Shares Look Cheap at Current Levels
Below, I use my reverse discounted cash flow (DCF) model to analyze expectations for different stock price scenarios for O’Reilly Automotive.
In the first scenario, I quantify the expectations baked into the current price. If I assume:
- NOPAT margin equals 16.0% (below five-year average of 16.3%) from 2022 through 2031 and
- revenue grows by 8% (below three-year average of 11%) compounded annually from 2023 – 2031, then
the stock would be worth $861/share today – equal to the current stock price.
In this scenario, O’Reilly generates $29 billion in revenue, and its NOPAT grows 6% compounded annually through 2031. For reference, O’Reilly has grown NOPAT 15% compounded annually since 2011 and 22% compounded annually since 1998.
Shares Could Go 27%+ Higher
If I instead assume:
- NOPAT margins equal 16% from 2022 through 2031,
- revenue grows at a 11% CAGR from 2022 – 2031 (its three-year average), then
the stock would be worth $1,091/share today – a 27% upside to the current price.
In this scenario, O’Reilly’s NOPAT grows 10% compounded annually over the next decade.
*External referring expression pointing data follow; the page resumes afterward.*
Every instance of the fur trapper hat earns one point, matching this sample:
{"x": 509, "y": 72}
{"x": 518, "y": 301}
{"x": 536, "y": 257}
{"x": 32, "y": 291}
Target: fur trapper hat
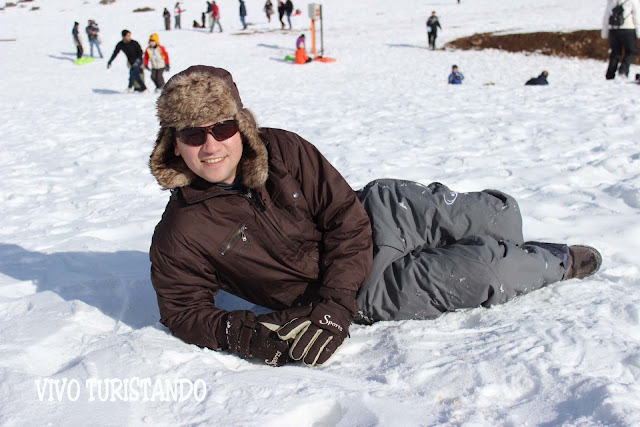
{"x": 198, "y": 95}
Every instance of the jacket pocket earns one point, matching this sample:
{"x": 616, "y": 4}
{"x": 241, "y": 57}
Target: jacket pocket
{"x": 237, "y": 236}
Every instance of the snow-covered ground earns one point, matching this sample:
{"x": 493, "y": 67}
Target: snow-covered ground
{"x": 78, "y": 208}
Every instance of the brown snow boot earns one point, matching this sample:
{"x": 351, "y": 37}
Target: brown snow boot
{"x": 583, "y": 262}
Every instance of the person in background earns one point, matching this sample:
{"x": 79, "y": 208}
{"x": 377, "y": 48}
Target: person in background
{"x": 215, "y": 16}
{"x": 281, "y": 13}
{"x": 540, "y": 80}
{"x": 432, "y": 29}
{"x": 268, "y": 10}
{"x": 156, "y": 59}
{"x": 167, "y": 19}
{"x": 301, "y": 51}
{"x": 622, "y": 28}
{"x": 92, "y": 30}
{"x": 243, "y": 13}
{"x": 177, "y": 15}
{"x": 262, "y": 214}
{"x": 133, "y": 51}
{"x": 77, "y": 41}
{"x": 206, "y": 13}
{"x": 456, "y": 77}
{"x": 288, "y": 8}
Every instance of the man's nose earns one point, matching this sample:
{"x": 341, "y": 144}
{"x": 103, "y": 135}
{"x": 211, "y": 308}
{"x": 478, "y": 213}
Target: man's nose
{"x": 211, "y": 144}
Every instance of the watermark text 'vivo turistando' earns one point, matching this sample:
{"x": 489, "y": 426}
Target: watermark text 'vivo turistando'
{"x": 133, "y": 389}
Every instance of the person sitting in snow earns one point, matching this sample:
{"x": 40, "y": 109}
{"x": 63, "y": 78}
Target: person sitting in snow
{"x": 538, "y": 81}
{"x": 301, "y": 51}
{"x": 456, "y": 77}
{"x": 260, "y": 213}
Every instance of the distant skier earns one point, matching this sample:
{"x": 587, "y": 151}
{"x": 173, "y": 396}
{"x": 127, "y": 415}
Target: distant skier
{"x": 92, "y": 30}
{"x": 133, "y": 51}
{"x": 167, "y": 19}
{"x": 456, "y": 77}
{"x": 156, "y": 59}
{"x": 288, "y": 8}
{"x": 215, "y": 16}
{"x": 77, "y": 41}
{"x": 243, "y": 13}
{"x": 177, "y": 15}
{"x": 538, "y": 81}
{"x": 432, "y": 29}
{"x": 281, "y": 13}
{"x": 268, "y": 9}
{"x": 621, "y": 25}
{"x": 301, "y": 51}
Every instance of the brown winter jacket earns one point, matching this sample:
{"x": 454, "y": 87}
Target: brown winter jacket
{"x": 302, "y": 236}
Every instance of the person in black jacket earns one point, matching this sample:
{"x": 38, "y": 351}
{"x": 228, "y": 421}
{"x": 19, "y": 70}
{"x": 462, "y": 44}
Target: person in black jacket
{"x": 538, "y": 81}
{"x": 76, "y": 40}
{"x": 132, "y": 49}
{"x": 432, "y": 29}
{"x": 281, "y": 13}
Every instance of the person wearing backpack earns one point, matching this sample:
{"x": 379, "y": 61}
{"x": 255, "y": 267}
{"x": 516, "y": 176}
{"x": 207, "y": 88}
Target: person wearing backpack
{"x": 621, "y": 25}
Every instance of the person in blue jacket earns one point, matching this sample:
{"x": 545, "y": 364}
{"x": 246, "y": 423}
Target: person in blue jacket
{"x": 456, "y": 77}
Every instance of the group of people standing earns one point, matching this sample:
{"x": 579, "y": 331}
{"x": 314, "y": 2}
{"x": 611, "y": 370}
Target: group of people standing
{"x": 92, "y": 31}
{"x": 154, "y": 59}
{"x": 212, "y": 13}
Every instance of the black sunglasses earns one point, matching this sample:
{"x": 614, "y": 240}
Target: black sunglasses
{"x": 198, "y": 136}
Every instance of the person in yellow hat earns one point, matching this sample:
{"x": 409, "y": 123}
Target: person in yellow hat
{"x": 156, "y": 59}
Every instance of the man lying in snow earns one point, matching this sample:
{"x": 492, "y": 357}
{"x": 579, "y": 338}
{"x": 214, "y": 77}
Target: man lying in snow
{"x": 261, "y": 214}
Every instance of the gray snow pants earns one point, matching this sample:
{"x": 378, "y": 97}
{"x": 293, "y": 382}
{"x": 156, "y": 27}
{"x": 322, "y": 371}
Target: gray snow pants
{"x": 436, "y": 250}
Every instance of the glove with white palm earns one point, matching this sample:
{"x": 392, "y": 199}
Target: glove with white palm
{"x": 317, "y": 336}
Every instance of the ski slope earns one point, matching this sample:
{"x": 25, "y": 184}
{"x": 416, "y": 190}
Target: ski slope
{"x": 79, "y": 206}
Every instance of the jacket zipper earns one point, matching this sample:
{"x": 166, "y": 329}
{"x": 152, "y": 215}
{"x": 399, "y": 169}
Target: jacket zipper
{"x": 240, "y": 233}
{"x": 260, "y": 209}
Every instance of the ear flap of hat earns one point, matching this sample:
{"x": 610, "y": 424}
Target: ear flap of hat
{"x": 254, "y": 165}
{"x": 170, "y": 170}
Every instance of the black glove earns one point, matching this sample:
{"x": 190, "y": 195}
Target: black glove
{"x": 317, "y": 336}
{"x": 243, "y": 334}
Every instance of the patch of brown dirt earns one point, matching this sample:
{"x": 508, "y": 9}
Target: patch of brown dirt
{"x": 585, "y": 44}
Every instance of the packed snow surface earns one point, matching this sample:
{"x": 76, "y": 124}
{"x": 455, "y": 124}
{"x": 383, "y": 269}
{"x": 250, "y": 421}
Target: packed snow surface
{"x": 79, "y": 330}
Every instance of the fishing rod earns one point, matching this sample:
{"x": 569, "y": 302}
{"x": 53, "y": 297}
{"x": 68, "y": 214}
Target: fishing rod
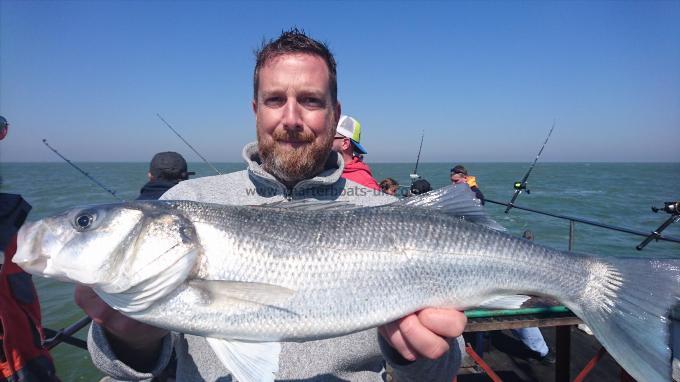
{"x": 88, "y": 176}
{"x": 671, "y": 239}
{"x": 415, "y": 175}
{"x": 66, "y": 334}
{"x": 187, "y": 143}
{"x": 522, "y": 185}
{"x": 672, "y": 208}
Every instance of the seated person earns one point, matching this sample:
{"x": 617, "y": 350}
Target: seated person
{"x": 389, "y": 186}
{"x": 459, "y": 175}
{"x": 165, "y": 171}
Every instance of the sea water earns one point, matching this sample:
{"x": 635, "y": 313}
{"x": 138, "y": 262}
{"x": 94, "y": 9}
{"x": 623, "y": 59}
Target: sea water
{"x": 619, "y": 194}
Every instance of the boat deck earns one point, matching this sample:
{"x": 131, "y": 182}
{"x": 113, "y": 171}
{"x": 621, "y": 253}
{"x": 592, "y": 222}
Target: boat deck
{"x": 513, "y": 362}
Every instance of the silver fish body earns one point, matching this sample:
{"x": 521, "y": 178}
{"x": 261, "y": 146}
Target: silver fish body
{"x": 276, "y": 274}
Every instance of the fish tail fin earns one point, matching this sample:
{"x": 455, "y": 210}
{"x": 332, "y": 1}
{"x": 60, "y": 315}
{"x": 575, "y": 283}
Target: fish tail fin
{"x": 627, "y": 305}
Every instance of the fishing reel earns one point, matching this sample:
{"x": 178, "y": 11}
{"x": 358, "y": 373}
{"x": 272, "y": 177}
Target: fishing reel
{"x": 672, "y": 208}
{"x": 519, "y": 186}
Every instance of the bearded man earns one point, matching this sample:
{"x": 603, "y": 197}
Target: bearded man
{"x": 296, "y": 113}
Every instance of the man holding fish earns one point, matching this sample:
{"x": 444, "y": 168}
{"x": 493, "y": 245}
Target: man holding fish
{"x": 296, "y": 111}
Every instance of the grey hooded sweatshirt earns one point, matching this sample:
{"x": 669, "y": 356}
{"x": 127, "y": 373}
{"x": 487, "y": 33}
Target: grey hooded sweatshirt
{"x": 355, "y": 357}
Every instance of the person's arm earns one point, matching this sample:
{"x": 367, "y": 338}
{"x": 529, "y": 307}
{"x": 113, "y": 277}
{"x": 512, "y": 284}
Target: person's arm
{"x": 120, "y": 346}
{"x": 418, "y": 345}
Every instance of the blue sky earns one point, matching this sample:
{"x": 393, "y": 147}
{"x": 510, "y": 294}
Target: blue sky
{"x": 484, "y": 80}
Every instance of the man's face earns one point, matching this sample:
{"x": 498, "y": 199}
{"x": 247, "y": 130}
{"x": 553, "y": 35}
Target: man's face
{"x": 457, "y": 178}
{"x": 295, "y": 116}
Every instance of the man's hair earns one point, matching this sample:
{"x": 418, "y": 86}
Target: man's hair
{"x": 291, "y": 42}
{"x": 459, "y": 170}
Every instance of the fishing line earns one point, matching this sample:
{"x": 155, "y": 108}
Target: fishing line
{"x": 522, "y": 185}
{"x": 415, "y": 175}
{"x": 187, "y": 143}
{"x": 88, "y": 176}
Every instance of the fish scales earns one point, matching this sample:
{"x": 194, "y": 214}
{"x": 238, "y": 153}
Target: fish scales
{"x": 349, "y": 274}
{"x": 275, "y": 273}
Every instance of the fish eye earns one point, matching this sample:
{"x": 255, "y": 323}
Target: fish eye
{"x": 84, "y": 221}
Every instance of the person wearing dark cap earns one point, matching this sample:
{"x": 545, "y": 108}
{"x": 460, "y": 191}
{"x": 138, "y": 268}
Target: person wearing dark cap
{"x": 20, "y": 358}
{"x": 420, "y": 186}
{"x": 346, "y": 143}
{"x": 165, "y": 171}
{"x": 459, "y": 175}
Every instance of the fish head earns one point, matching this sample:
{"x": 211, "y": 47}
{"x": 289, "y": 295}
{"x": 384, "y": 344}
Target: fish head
{"x": 113, "y": 247}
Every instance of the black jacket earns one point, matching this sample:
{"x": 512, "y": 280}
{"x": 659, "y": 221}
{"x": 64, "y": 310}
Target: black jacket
{"x": 154, "y": 189}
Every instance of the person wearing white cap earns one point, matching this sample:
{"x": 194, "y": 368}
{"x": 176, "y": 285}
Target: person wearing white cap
{"x": 346, "y": 143}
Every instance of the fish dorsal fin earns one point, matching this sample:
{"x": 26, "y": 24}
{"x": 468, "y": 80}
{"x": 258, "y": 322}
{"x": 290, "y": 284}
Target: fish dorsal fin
{"x": 248, "y": 361}
{"x": 505, "y": 302}
{"x": 311, "y": 205}
{"x": 455, "y": 200}
{"x": 250, "y": 293}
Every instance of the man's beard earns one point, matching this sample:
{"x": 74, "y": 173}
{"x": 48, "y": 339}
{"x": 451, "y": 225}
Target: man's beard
{"x": 289, "y": 164}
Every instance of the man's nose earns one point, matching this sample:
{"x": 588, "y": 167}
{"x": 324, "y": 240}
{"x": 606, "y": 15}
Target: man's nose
{"x": 292, "y": 117}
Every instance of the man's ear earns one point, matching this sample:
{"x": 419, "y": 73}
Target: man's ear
{"x": 338, "y": 112}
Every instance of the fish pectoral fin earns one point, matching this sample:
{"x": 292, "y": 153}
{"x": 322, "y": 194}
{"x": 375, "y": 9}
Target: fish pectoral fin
{"x": 260, "y": 294}
{"x": 504, "y": 302}
{"x": 248, "y": 361}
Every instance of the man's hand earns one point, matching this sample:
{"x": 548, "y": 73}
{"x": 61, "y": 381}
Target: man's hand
{"x": 135, "y": 343}
{"x": 422, "y": 334}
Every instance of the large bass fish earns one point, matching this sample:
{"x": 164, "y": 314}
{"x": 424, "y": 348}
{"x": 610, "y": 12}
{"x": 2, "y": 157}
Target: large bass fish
{"x": 248, "y": 277}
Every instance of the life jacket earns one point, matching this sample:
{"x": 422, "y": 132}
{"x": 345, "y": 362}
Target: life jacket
{"x": 22, "y": 357}
{"x": 358, "y": 171}
{"x": 471, "y": 181}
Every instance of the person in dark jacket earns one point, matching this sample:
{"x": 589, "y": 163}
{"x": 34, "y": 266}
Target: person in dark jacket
{"x": 165, "y": 171}
{"x": 459, "y": 175}
{"x": 22, "y": 355}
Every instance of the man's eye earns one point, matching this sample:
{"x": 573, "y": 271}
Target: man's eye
{"x": 274, "y": 101}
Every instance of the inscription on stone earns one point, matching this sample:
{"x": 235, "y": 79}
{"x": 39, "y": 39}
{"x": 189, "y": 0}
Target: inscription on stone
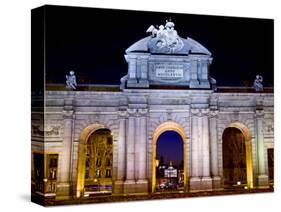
{"x": 169, "y": 71}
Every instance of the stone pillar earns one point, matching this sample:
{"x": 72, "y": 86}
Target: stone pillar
{"x": 214, "y": 150}
{"x": 195, "y": 179}
{"x": 132, "y": 70}
{"x": 193, "y": 75}
{"x": 142, "y": 182}
{"x": 63, "y": 185}
{"x": 204, "y": 82}
{"x": 206, "y": 182}
{"x": 144, "y": 72}
{"x": 262, "y": 175}
{"x": 129, "y": 184}
{"x": 121, "y": 168}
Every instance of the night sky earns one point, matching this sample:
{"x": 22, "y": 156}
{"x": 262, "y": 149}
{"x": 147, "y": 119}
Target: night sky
{"x": 92, "y": 42}
{"x": 170, "y": 147}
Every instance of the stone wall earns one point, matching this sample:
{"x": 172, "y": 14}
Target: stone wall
{"x": 133, "y": 116}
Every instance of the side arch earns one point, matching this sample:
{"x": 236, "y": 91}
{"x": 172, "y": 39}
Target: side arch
{"x": 82, "y": 151}
{"x": 248, "y": 145}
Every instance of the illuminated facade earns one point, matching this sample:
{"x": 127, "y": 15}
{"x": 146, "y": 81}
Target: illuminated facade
{"x": 105, "y": 141}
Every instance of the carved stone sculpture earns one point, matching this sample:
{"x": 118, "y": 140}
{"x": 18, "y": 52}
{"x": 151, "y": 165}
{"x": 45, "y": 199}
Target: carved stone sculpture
{"x": 164, "y": 39}
{"x": 258, "y": 83}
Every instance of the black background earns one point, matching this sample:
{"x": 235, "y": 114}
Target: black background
{"x": 92, "y": 42}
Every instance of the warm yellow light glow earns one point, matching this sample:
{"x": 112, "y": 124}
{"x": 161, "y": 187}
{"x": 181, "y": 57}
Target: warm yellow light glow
{"x": 167, "y": 126}
{"x": 157, "y": 163}
{"x": 82, "y": 152}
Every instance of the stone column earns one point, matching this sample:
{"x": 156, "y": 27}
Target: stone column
{"x": 194, "y": 83}
{"x": 144, "y": 72}
{"x": 63, "y": 185}
{"x": 206, "y": 182}
{"x": 121, "y": 168}
{"x": 132, "y": 70}
{"x": 142, "y": 183}
{"x": 195, "y": 179}
{"x": 129, "y": 184}
{"x": 204, "y": 74}
{"x": 262, "y": 175}
{"x": 214, "y": 150}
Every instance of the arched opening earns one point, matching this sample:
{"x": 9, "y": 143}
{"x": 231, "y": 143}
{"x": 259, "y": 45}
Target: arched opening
{"x": 169, "y": 158}
{"x": 169, "y": 162}
{"x": 95, "y": 161}
{"x": 237, "y": 157}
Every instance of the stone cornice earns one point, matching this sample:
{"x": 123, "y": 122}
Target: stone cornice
{"x": 199, "y": 111}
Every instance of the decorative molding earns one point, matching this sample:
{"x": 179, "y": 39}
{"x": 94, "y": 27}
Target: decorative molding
{"x": 53, "y": 130}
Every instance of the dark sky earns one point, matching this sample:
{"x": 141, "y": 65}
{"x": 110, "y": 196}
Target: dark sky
{"x": 170, "y": 146}
{"x": 93, "y": 42}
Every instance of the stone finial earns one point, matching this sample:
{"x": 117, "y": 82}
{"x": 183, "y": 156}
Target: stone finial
{"x": 71, "y": 80}
{"x": 258, "y": 83}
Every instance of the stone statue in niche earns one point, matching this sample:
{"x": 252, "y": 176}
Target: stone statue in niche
{"x": 258, "y": 83}
{"x": 71, "y": 80}
{"x": 165, "y": 39}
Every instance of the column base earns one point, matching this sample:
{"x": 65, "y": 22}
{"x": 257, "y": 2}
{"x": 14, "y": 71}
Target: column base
{"x": 262, "y": 181}
{"x": 195, "y": 184}
{"x": 206, "y": 183}
{"x": 194, "y": 83}
{"x": 217, "y": 182}
{"x": 129, "y": 186}
{"x": 118, "y": 187}
{"x": 63, "y": 190}
{"x": 141, "y": 186}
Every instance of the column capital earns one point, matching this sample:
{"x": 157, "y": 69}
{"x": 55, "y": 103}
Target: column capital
{"x": 142, "y": 111}
{"x": 213, "y": 113}
{"x": 259, "y": 113}
{"x": 132, "y": 111}
{"x": 68, "y": 114}
{"x": 122, "y": 113}
{"x": 200, "y": 111}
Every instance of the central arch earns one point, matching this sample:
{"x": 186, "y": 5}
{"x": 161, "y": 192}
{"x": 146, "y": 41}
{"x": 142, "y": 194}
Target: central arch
{"x": 167, "y": 126}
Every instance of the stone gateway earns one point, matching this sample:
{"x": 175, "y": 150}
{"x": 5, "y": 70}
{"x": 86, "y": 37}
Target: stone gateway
{"x": 104, "y": 141}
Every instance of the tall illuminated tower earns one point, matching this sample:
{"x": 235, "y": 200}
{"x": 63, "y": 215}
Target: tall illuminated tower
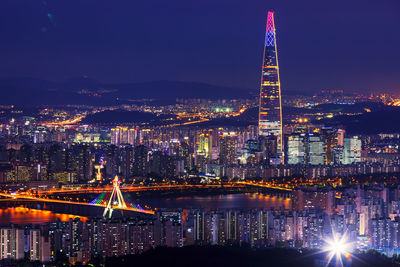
{"x": 270, "y": 113}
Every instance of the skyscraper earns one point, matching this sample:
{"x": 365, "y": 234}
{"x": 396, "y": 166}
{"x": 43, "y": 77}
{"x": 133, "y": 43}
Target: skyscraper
{"x": 270, "y": 113}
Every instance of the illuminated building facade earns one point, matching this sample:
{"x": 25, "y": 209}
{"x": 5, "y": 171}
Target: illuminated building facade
{"x": 123, "y": 135}
{"x": 270, "y": 113}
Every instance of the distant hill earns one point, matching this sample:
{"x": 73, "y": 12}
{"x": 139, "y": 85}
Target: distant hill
{"x": 32, "y": 92}
{"x": 382, "y": 121}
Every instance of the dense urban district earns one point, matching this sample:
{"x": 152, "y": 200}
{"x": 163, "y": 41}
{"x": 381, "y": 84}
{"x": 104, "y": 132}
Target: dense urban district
{"x": 319, "y": 173}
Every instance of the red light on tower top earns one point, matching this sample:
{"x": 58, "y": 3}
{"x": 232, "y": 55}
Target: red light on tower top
{"x": 270, "y": 32}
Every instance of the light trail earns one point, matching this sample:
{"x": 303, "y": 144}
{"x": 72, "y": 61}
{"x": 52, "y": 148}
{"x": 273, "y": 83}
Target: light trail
{"x": 26, "y": 197}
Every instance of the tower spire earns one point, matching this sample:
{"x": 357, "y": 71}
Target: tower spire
{"x": 270, "y": 112}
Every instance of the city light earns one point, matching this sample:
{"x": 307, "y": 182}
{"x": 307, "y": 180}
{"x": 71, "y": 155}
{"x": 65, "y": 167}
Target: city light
{"x": 338, "y": 248}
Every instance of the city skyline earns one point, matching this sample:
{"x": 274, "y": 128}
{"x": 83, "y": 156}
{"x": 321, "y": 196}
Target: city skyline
{"x": 117, "y": 173}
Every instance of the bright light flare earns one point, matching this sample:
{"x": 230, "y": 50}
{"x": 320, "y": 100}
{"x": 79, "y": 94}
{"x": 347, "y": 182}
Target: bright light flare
{"x": 338, "y": 248}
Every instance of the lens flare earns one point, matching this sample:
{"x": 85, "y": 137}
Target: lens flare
{"x": 338, "y": 249}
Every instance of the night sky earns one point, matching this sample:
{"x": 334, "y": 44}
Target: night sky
{"x": 337, "y": 44}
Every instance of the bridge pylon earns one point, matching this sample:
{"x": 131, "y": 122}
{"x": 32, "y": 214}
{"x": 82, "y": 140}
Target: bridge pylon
{"x": 116, "y": 199}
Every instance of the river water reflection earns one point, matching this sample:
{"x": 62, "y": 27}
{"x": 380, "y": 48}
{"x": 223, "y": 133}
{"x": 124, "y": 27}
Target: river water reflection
{"x": 228, "y": 201}
{"x": 247, "y": 201}
{"x": 23, "y": 216}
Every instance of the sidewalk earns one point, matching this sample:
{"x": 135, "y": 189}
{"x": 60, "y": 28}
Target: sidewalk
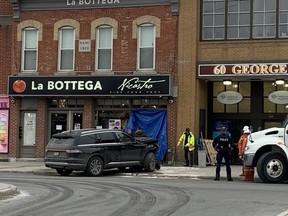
{"x": 166, "y": 171}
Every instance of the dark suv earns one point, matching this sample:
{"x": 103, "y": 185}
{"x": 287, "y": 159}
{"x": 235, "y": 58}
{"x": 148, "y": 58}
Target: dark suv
{"x": 92, "y": 150}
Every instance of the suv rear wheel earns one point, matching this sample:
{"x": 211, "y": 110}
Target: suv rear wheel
{"x": 95, "y": 166}
{"x": 150, "y": 162}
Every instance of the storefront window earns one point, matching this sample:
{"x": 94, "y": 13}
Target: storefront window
{"x": 109, "y": 112}
{"x": 65, "y": 102}
{"x": 241, "y": 87}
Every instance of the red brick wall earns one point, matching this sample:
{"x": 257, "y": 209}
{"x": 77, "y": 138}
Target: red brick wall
{"x": 166, "y": 43}
{"x": 123, "y": 62}
{"x": 5, "y": 45}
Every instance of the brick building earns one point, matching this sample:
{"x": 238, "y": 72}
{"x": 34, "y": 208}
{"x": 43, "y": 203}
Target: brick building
{"x": 79, "y": 64}
{"x": 199, "y": 45}
{"x": 243, "y": 43}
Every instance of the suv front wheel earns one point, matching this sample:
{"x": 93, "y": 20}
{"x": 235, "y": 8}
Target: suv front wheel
{"x": 150, "y": 162}
{"x": 95, "y": 166}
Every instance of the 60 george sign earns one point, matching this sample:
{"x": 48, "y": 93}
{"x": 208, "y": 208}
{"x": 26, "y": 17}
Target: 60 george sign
{"x": 251, "y": 69}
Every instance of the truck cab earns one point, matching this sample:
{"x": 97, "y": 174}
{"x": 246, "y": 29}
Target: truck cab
{"x": 267, "y": 150}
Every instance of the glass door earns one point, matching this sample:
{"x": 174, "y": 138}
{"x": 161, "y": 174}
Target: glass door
{"x": 27, "y": 134}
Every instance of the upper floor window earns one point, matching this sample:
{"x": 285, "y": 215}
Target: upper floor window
{"x": 238, "y": 25}
{"x": 264, "y": 19}
{"x": 146, "y": 47}
{"x": 29, "y": 49}
{"x": 213, "y": 19}
{"x": 244, "y": 19}
{"x": 66, "y": 49}
{"x": 104, "y": 48}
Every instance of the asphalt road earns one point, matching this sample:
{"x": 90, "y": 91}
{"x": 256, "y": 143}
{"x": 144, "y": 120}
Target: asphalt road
{"x": 110, "y": 195}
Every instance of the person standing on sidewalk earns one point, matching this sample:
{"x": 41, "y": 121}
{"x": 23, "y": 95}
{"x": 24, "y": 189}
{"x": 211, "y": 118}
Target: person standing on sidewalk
{"x": 223, "y": 145}
{"x": 187, "y": 142}
{"x": 242, "y": 144}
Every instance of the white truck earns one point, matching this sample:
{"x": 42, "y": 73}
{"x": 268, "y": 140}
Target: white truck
{"x": 268, "y": 151}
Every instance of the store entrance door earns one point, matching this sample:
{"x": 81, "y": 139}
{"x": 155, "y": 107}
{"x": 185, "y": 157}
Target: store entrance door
{"x": 65, "y": 120}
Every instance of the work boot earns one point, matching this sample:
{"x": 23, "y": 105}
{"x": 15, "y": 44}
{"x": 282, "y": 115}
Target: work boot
{"x": 229, "y": 178}
{"x": 217, "y": 177}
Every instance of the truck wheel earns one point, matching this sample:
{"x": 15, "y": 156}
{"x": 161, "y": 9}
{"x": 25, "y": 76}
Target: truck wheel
{"x": 150, "y": 162}
{"x": 95, "y": 166}
{"x": 272, "y": 167}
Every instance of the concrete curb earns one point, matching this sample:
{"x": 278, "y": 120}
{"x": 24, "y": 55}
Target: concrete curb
{"x": 7, "y": 191}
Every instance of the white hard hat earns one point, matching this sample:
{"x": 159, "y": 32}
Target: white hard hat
{"x": 246, "y": 129}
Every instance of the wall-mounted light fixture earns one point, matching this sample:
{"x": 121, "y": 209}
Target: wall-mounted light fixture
{"x": 227, "y": 82}
{"x": 280, "y": 82}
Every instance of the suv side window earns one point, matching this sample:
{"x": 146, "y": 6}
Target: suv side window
{"x": 87, "y": 139}
{"x": 123, "y": 137}
{"x": 107, "y": 137}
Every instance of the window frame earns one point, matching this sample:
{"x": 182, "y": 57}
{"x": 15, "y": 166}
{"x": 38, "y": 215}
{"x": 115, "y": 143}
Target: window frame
{"x": 273, "y": 26}
{"x": 98, "y": 47}
{"x": 139, "y": 46}
{"x": 25, "y": 50}
{"x": 60, "y": 49}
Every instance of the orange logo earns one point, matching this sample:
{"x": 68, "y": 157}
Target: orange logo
{"x": 19, "y": 86}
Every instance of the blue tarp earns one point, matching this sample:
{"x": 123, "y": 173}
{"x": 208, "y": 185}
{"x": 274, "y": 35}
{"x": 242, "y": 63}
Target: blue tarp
{"x": 153, "y": 123}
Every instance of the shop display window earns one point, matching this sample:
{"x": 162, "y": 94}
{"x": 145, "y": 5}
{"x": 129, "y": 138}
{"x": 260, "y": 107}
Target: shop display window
{"x": 242, "y": 88}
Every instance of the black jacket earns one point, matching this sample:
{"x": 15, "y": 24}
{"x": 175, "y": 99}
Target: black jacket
{"x": 223, "y": 142}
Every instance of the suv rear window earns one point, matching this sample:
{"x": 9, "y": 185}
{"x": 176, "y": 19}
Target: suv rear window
{"x": 61, "y": 142}
{"x": 107, "y": 137}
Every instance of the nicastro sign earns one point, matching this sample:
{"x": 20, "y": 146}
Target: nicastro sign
{"x": 157, "y": 85}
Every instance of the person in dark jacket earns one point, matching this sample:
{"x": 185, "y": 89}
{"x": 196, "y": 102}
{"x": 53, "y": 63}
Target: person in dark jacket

For reference, O’Reilly grew NOPAT at a 15% CAGR in the past decade. Should the company’s NOPAT grow more in line with historical levels, the stock has even more upside.
Figure 5: O’Reilly’s Historical and Implied NOPAT: DCF Valuation Scenarios
Disclosure: David Trainer, Kyle Guske II, and Italo Mendonça receive no compensation to write about any specific stock, sector, style, or theme.